– Знаю, ты уже говорил… Все равно на душе неспокойно. Твой крест ничего не чувствует?
– Нет.
– Мой тоже. А в душе что-то свербит. И зачем я только с тобой связался…
– Извини, Аркадий, только что тебе оставалось? Сдаться монахам? Или принять бой с моими стрельцами? Мы с Усманом перебили бы половину гарнизона.
– Ты прав, Сергей, ничего мне не оставалось… Все сущее в руках божьих, и я не исключение… Как думаешь, дойдем до Москвы?
– А сам-то как думаешь?
– Даже не берусь судить. С одной стороны, шансов вроде как нет. С другой, если у нас слово есть, а у врага, считай, нет, так это вроде как у них шансы отсутствуют. Только слово у меня не особенно сильное – тигра мне уже никогда больше не сотворить. Я тогда, собственно, дракона хотел создать, да вовремя понял, что сил не хватит. Пришлось на ходу молитву менять, вот и получился тигр. Жалко его…
– Тигра жалко, а людей еще жальче.
– Все мы в руках божьих, и повернется все так, как ему угодно, а не по нашему хотению. Ежели возжелает Господь, чтобы мы дошли, значит, дойдем, а нет – так не дойдем. Или дойдем, но не сумеем ничего. Может, мне слово до конца приберечь?
– Тебе виднее. Думаю, мы и без слова должны прорваться. Вот где будем в Подольске на ночлег устраиваться?
– Это как раз легче легкого. Найдем какие-нибудь трущобы погрязнее, там и устроимся.
– А не получится так, что проснемся, а коней – поминай как звали?
– Да ты что! На два креста никакой лихой человек не попрет – это как на медведя с одним ножом и без рогатины. На худой конец, можно смертную клятву потребовать.
– А что, если смертную клятву нарушить, то умрешь?
– Скорее всего. Бывает, некоторые не умирают – считается, что Бог их простил. Но это редко. Только когда клятву нельзя не нарушить. Ну, например, если поклялся не причинять вреда кому-то, а этот кто-то на тебя с ножом попер. Или если клятву нарушил нечаянно, по неосторожности. Иногда, впрочем, Бог и за это карает. А в твоем мире что, клятвы не действуют?

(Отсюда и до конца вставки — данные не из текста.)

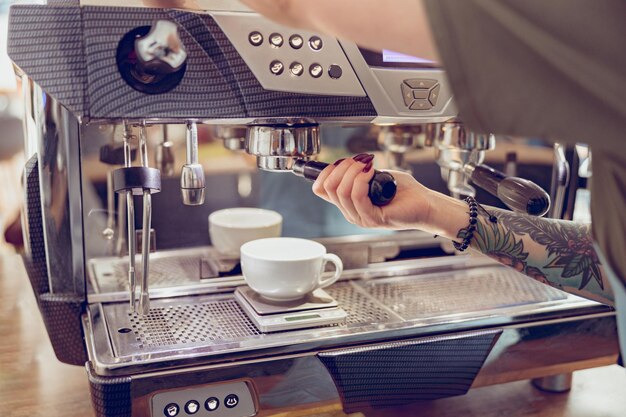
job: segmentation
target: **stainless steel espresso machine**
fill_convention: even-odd
[[[309,179],[324,166],[320,125],[380,125],[396,152],[435,146],[453,193],[473,182],[535,215],[549,200],[482,165],[494,138],[454,119],[432,62],[236,2],[88,3],[13,6],[8,47],[26,110],[24,262],[55,353],[86,366],[98,416],[367,411],[616,362],[611,308],[478,255],[402,256],[440,247],[421,232],[320,237],[346,266],[330,300],[255,311],[289,324],[261,328],[235,296],[237,259],[162,238],[236,188],[205,175],[205,124],[259,168]],[[370,197],[385,204],[395,184],[379,174]],[[342,319],[316,321],[328,306]]]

– Как сказать… Считается, что нарушать обещание нехорошо, но, если нарушишь, ничего страшного обычно не происходит. Так, совесть мучает…
– Хорошо вам… Что-то не понимаю я, почему до сих пор никакой суеты на дороге не наблюдается?

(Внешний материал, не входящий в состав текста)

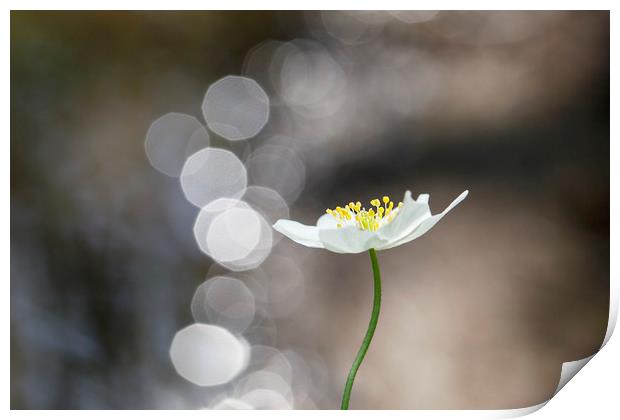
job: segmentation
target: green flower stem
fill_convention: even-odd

– А почему должна быть суета? Если у монахов связиста не было, значит, они гонца послали, а гонец до Москвы еще не доехал – сам видишь, какая дорога.
– Все равно суета должна быть. Не могли стрельцы все разом за ватагой погнаться, кого-то обязаны были в Михайловке оставить. И в Шараповом Яме должны были разговоры идти – не каждый же день монахи со стрельцами по тракту шастают.
– Ты вроде говорил, недавно мобилизация была?
– Была… Может, ты и прав, может, действительно все подумали, что отряд на войну собрался. Но все равно неправильно это.
– Думаешь, за нами следят?
– Нет, не следят. Такие вещи мой крест четко улавливает, да я и без креста могу слежку обнаружить – слово это позволяет. Предчувствие у меня какое-то…
– Неопределенное?
– Да, неопределенное. Ладно, нечего сейчас грузиться, чему быть, того не миновать.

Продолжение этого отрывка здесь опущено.